There are some arguments to make that case, but then, both Obama and
Clinton are fine in the role of "any Democrat".

Remember, I am arguing about the Democratic primary, not who to vote for in the generals. The question is, if we accept for the moment that no third party will play a significant role, whether we'd rather have McCain or a Democrat win that election, even if neither have our support; and I don't see how anyone can answer other than the Democrat. From which it follows that in the Democratic primary, it's best to choose someone who can beat McCain, which I expect Obama to be able to do more easily (and polls so far back me up).


Well that's a different argument, a strategic one, which in itself
seems to accept that there is no reason to prefer Obama over Clinton
other than "electability". That is possibly true, given the virulent
hatred of the Clintons that Limbaugh et al have stoked over 15 years,
the hope that Obama is a fluff candidate who will play by the rules
while at the same time permit us to pat ourselves on the back, and
that sexism sits easier in the stomach than racism does.


So, then the question becomes: will the election of Obama help rid
the
US of "plurality voting" any more than the election of Clinton? The
argument is that neither will have an impact, but if we have to
choose
one, it would have to be Clinton since she is less of a bromide or
placebo than Obama.


Neither of them will have the slightest intent on reforming the voting system; disappointing but predictable. But I really don't see where the idea comes from that Clinton is somehow more "on the issues" than Obama is. There is zero evidence for it and it's merely a succesful electoral strategy by the Clinton campaign to make people believe that.

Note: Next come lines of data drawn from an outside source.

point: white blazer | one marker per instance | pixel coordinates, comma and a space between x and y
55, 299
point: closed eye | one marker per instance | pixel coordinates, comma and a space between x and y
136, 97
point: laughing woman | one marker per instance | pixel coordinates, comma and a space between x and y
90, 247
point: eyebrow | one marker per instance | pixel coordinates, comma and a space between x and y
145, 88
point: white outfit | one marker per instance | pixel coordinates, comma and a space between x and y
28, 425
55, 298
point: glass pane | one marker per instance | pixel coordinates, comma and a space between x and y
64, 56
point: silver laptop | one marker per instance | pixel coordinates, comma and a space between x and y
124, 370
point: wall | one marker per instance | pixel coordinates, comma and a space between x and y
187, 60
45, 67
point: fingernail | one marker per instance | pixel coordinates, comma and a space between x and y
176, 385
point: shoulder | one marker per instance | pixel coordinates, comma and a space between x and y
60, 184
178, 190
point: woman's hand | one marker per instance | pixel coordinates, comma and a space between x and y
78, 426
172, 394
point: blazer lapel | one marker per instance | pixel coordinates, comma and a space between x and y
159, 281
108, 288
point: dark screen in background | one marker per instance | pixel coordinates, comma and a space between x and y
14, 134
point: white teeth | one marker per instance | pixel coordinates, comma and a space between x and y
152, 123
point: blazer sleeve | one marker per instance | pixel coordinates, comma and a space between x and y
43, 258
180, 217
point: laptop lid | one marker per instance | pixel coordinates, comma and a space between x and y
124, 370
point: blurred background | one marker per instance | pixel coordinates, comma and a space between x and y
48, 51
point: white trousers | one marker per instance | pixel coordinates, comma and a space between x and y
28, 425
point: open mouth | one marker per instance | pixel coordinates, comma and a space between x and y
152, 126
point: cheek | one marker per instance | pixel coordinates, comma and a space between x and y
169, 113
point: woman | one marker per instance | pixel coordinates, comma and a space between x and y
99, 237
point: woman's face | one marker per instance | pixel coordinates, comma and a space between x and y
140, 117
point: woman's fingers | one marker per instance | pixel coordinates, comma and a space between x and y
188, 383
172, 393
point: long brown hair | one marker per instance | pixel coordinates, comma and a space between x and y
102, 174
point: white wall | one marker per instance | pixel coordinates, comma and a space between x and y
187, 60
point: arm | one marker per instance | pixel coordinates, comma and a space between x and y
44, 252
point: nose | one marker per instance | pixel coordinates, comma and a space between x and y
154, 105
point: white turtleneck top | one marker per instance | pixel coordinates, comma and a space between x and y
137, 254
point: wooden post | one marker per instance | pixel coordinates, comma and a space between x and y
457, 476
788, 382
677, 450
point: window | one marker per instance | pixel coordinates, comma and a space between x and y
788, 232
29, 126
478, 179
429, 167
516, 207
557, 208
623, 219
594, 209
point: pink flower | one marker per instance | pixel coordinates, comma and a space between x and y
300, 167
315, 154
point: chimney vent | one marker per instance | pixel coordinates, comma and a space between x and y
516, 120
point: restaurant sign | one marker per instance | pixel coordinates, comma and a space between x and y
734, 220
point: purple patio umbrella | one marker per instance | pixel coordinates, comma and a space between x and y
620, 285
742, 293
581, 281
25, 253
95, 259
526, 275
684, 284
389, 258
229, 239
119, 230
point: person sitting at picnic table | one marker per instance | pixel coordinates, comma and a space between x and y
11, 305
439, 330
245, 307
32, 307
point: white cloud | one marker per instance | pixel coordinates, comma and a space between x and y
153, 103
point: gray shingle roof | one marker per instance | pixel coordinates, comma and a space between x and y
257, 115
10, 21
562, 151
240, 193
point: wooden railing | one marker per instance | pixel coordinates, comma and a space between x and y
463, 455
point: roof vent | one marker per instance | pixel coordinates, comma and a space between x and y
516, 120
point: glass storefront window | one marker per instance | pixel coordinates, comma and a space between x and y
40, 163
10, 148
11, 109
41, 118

You will have a much harder time finding Clinton Kool-Aid drinkers
than Obama ones! If reforming the voting system is the real path, as
you suggested, then as I pose above, the question of import is who
will advance that cause. Neither will, is a safe enough assumption. If
we really want to settle it, since we agree that the beast will not
reform itself, then which presidency will instigate the people to push
for such reforms? I argue that Obama surely will not, given the
possibility that his presidency will echo his campaign, and that of
Bill Clinton: inspiring rhetoric that hides the carpet bombing from
public view. Hillary, gawky wonk that she is, can be counted on to
carry out all her missteps in full public view and scrutiny.